Pakar Tegaskan TNI Tak Mungkin Kembali Terapkan Sistem Dwifungsi
Pakar keamanan dan pertahanan, Dr. Kusnanto Anggoro, menegaskan TNI tidak akan kembali menerapkan sistem dwifungsi seperti pada era orde baru, karena berbagai faktor hukum dan sosial politik.

Jakarta, 3 Maret 2024 - Seorang pakar keamanan dan pertahanan, Dr. Kusnanto Anggoro, dengan tegas menyatakan bahwa kembalinya sistem 'dwifungsi' di tubuh TNI sangat tidak mungkin terjadi. Pernyataan ini disampaikannya saat membahas Rancangan Undang-Undang (RUU) tentang TNI bersama Komisi I DPR RI di Jakarta, Senin lalu. Ia menjelaskan mengapa sistem yang pernah diterapkan pada era orde baru tersebut sudah tidak relevan lagi dengan kondisi Indonesia saat ini.
Sistem dwifungsi ABRI (Angkatan Bersenjata Republik Indonesia) yang pernah diterapkan, memberikan TNI peran ganda, yaitu fungsi pertahanan negara dan fungsi sosial politik. Namun, menurut Kusnanto, hal ini tidak mungkin diterapkan kembali karena berbagai faktor. Salah satunya adalah tidak adanya lagi fraksi militer di DPR.
Lebih lanjut, Kusnanto menekankan bahwa perbedaan antara fungsi, peran, dan tugas TNI sudah dijelaskan secara jelas dalam undang-undang yang berlaku. Ia menyayangkan pernyataan Panglima TNI Jenderal TNI Agus Subiyanto yang menyebut TNI kini beralih dari dwifungsi ke multifungsi. Kusnanto menjelaskan bahwa bantuan TNI dalam penanggulangan bencana dan kegiatan sosial lainnya merupakan tugas, bukan fungsi.
RUU TNI dan Isu Dwifungsi
Pembahasan RUU TNI selalu diwarnai dengan isu dwifungsi. Kusnanto mengakui hal tersebut, namun ia menegaskan bahwa fungsi TNI tetap terfokus pada pertahanan negara dan non-pertahanan negara. Ia membedakan fungsi dengan tugas, menyatakan bahwa bantuan TNI kepada masyarakat merupakan bagian dari tugas, bukan fungsi utamanya. "'Saya kira kita tahu betul itu tidak akan mungkin lagi kembali, tetapi bahasa itu perlu dipakai,' kata Kusnanto di Kompleks Parlemen, Senayan, Jakarta.
Kusnanto menjelaskan bahwa dalam undang-undang yang masih berlaku, fungsi TNI sudah dijelaskan dengan jelas. TNI memiliki fungsi yang berhubungan dengan pertahanan negara maupun nonpertahanan negara. Ia menambahkan bahwa pernyataan Panglima TNI terkait multifungsi lebih mengacu pada tugas-tugas TNI dalam membantu masyarakat atau pemerintah.

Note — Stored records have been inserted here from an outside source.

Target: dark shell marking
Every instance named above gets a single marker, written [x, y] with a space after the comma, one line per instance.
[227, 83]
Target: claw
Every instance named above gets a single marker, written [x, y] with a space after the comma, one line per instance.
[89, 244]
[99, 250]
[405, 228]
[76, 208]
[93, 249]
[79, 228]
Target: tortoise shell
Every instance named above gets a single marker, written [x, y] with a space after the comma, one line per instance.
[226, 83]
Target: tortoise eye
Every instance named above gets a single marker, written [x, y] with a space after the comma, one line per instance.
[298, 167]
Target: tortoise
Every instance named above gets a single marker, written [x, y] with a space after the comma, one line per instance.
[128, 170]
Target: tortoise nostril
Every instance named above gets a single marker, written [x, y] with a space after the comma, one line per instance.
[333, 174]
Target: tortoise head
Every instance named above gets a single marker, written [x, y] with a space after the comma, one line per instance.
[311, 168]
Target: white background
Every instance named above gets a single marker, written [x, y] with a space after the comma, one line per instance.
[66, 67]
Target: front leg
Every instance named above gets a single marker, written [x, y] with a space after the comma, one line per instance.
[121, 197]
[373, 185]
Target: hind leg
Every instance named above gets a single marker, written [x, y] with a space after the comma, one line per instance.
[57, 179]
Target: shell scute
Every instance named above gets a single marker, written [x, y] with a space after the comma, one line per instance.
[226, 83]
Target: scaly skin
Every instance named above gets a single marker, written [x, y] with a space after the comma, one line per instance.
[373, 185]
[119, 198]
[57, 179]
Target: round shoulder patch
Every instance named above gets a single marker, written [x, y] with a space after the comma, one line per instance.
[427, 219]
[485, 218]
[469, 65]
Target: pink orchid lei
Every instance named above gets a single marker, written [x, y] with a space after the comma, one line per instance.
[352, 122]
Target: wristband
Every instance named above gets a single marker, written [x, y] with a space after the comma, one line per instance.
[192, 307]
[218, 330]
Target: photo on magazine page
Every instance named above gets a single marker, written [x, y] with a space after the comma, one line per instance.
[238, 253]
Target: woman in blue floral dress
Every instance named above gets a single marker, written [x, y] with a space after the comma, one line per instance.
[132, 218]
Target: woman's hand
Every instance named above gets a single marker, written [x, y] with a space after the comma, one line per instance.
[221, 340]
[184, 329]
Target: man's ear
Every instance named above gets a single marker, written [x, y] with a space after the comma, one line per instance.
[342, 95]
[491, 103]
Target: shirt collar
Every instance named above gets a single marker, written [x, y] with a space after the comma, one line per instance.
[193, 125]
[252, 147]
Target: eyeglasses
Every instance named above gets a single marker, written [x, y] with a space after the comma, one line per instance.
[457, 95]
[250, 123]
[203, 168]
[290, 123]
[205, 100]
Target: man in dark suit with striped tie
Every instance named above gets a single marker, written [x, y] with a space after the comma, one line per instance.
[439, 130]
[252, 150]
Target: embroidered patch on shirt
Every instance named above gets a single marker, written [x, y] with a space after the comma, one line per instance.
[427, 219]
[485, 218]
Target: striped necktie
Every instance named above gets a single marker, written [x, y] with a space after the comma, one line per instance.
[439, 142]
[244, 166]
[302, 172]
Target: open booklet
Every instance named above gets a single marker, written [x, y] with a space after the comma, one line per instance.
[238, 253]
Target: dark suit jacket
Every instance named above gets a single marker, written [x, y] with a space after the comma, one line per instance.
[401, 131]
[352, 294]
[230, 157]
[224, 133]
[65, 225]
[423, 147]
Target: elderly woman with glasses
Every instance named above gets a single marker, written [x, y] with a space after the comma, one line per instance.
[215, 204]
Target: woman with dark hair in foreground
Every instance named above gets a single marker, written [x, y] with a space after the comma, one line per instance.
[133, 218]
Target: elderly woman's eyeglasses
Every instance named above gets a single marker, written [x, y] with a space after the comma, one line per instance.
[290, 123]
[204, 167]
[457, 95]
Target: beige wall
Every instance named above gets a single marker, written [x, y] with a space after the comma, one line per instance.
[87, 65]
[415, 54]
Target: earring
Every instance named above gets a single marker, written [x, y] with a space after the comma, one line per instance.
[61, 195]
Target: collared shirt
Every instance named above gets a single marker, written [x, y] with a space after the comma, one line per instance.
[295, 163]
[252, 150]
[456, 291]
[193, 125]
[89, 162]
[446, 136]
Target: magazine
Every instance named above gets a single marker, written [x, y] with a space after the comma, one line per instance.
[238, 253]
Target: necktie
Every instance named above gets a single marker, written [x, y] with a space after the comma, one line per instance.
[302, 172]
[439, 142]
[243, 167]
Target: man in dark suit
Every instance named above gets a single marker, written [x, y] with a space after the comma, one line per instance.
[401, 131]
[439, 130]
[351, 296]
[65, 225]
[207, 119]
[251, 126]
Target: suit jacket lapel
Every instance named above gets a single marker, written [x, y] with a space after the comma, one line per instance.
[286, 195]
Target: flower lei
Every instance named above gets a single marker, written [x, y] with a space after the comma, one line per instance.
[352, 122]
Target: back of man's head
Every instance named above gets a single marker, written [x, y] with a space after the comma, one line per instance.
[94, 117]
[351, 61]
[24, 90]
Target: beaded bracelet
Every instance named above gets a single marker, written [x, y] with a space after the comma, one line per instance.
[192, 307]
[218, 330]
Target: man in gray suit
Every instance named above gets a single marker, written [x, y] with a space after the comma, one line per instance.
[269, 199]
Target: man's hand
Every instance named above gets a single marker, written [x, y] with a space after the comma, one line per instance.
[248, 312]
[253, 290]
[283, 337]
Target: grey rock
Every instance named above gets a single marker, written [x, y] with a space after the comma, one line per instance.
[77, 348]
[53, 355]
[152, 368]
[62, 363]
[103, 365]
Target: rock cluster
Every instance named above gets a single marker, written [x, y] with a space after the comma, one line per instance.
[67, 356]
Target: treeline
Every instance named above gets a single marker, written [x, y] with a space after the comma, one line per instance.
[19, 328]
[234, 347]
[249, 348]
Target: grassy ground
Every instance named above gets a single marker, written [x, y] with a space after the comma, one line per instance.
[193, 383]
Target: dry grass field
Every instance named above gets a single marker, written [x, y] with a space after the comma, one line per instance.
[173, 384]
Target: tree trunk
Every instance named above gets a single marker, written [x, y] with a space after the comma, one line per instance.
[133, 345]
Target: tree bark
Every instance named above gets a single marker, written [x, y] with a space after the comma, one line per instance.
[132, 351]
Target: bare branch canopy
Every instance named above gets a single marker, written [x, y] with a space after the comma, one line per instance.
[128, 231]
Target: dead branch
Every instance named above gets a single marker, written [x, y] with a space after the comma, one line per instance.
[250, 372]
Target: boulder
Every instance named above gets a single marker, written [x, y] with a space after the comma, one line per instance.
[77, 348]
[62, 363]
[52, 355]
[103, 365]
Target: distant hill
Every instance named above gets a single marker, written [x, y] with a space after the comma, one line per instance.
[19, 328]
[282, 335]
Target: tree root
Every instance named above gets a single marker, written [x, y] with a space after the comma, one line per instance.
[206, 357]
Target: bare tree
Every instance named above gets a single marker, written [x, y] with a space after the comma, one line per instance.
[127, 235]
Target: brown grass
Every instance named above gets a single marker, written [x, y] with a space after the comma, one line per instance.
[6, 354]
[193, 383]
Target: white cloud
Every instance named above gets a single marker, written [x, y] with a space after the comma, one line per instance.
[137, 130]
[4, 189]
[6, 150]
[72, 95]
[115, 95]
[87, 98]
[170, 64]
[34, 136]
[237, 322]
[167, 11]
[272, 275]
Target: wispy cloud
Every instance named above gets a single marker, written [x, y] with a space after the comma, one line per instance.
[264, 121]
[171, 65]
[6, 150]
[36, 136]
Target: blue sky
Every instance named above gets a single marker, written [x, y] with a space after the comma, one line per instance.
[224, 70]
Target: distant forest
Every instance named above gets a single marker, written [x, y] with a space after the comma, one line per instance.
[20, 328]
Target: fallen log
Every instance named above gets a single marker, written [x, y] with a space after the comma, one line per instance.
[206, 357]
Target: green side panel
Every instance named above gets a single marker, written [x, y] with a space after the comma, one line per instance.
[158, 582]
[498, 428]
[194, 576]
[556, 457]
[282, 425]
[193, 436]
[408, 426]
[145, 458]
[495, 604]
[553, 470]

Menurutnya, pernyataan Panglima TNI tersebut merujuk pada konteks prajurit TNI yang selalu membantu urusan masyarakat atau pemerintah, seperti penanggulangan bencana dan lain sebagainya. Namun, Kusnanto menegaskan bahwa hal tersebut merupakan tugas, bukan fungsi. "'Tidak akan terlalu sulit untuk membedakan perbedaan pengertian dan konotasi antara fungsi, peran, dan tugas, jelas sekali dalam undang-undang TNI itu,' kata Direktur Eksekutif Centre for Geopolitics Risk Assessment itu.
Konteks Sosial Politik dan Kesimpulan
Kusnanto juga menyinggung konteks sosial politik saat ini. Indonesia, menurutnya, sedang berada dalam masyarakat yang cenderung kritis dan mudah mencari kesalahan pejabat publik. Oleh karena itu, penting untuk memahami perbedaan antara fungsi dan tugas TNI agar tidak terjadi kesalahpahaman. "'Kita berbicara tentang fungsi, sekali lagi itu konotasinya adalah dengan pertahanan negara dan nonpertahanan negara, kalau dengan tugas itu jalan lain,' katanya.
Kesimpulannya, kembalinya sistem dwifungsi di tubuh TNI sangat kecil kemungkinannya. Hal ini didukung oleh landasan hukum yang jelas, perubahan konteks sosial politik, dan pemahaman yang lebih baik mengenai peran dan fungsi TNI dalam konteks negara hukum Indonesia saat ini. Pernyataan-pernyataan yang muncul terkait dwifungsi perlu dilihat dalam konteks yang tepat, membedakan antara fungsi utama TNI dengan tugas-tugas tambahan yang dilakukan dalam rangka membantu masyarakat.